La íntima vinculación que estrechó durante años con el filósofo Albert Camus no fue el único punto de unión de la actriz con los postulados existencialistas. María Casares irrumpió en los escenarios franceses para cambiar, para siempre, sus códigos y lenguajes. A su concepción existencialista de la interpretación, ocupación que trascendía en su día a día al mero oficio, dedicó su tesis doctoral la actriz Sabela Hermida, otra de las autoras que quisieron poner en negro sobre blanco la impronta y el legado de Casares. «Su biografía la escribe desde su espejo más vitalista o más existencialista. Lo que le quedó por hacer fue publicar su teoría dramática, que está ultrarrelacionada con las teorías existencialistas que incurren en su forma de interpretar y crear su personaje. Hacía un teatro vitalista», resume Hermida.

Para Casares no existía línea divisoria entre la vida y el teatro. No dibuja, en su trayectoria, frontera entre uno y otro, pues ambas facetas se retroalimentan: una vive de la otra. Su máxima a la hora de meterse en la piel de un personaje estribaba en que todos los elementos presentes en escena se homogeneizasen para crear el acontecimiento teatral. «Todo tenía que estar a favor para sacar la idea del poeta, que para ella era el dramaturgo. El teatro, para María Casares, era poético, y si no era poético, no era teatro, era otra cosa», reivindica Hermida.

Una concepción vital en la que el público no era un mero espectador, o un receptáculo vacío de la acción que tenía lugar ante sus ojos, sino la última pieza imprescindible para completar ese puzzle que era la escena. «Si no había comunión entre el público y la obra que se estaba representando, el hecho teatral no existe. La comunión debía ser algo casi metafísico. Para ella, el público era el último actor», completa Hermida.

Esta forma de concebir el modo en el que debía ejercerse su profesión la llevó incluso a distanciarse del cine por sus códigos encorsetados. Un género en el que triunfó, no obstante, con filmes como Les enfants du Paradis, Les dames du Bois de Boulogne u Orphée, donde actuó a las órdenes de Jean Cocteau, único director con el que se sentía lo suficientemente libre en pantalla como para no desvincularse del todo del formato, cuyas exigencias la hacían sentirse limitada como intérprete. «Para ella, cada vez que subía al escenario era una catarsis absoluta. Vivía por y para ese momento. Ella era una actriz creadora. Lo más importante para María Casares era la libertad, en todas sus formas; una libertad que el cine castraba y que era posible en el teatro», refiere Hermida. Sobre las tablas construyó la identidad que su estatus de exiliada nunca le permitió fuera de ellas. «El teatro es mi patria», clamaba con frecuencia.

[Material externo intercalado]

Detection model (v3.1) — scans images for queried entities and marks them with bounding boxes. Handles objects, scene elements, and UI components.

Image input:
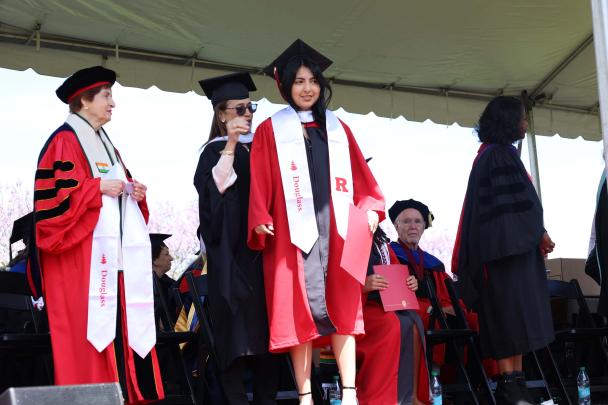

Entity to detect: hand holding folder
[374,264,420,312]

Como hija de una figura controvertida como Casares Quiroga halló rechazo a ambos lados del tablero político: a la derecha, por sus ideales republicanos; y a la izquierda, donde se reprochaba a su padre su lenta reacción ante el golpe de Estado, que subestimó. Una contingencia que la condenó al olvido aquí, donde soportó incluso amenazas cuando regresó como actriz tras la muerte de Francisco Franco; pero no en el exilio argentino, en el que fue recibida, en múltiples ocasiones, como un símbolo del triunfo republicano en el destierro. «En Sudamérica fue recibida no solo como la gran actriz que era, sino como un símbolo de España y de la República ansiada. A pesar de venir de una familia burguesa, y de que no acostumbraba a hablar en gallego, el día de la patria gallega en la Radio Nacional francesa recitaba a Rosalía de Castro, a Rafael Dieste, a Celso Emilio. También colaboró con Galicia Emigrante y con Luís Seoane», narra Sabela Hermida.

María Casares pasó a la historia en Francia como una de sus grandes trágicas, pero su país olvidó escribir su nombre en el Olimpo de los dioses. Una deuda que sus estudiosos, compañeros de profesión y algún admirador fiel luchan por saldar 25 años después de su fallecimiento (el 22 de noviembre de 1996), y así romper, de una vez, el exilio que esta actriz, creadora, trágica y única, padece todavía.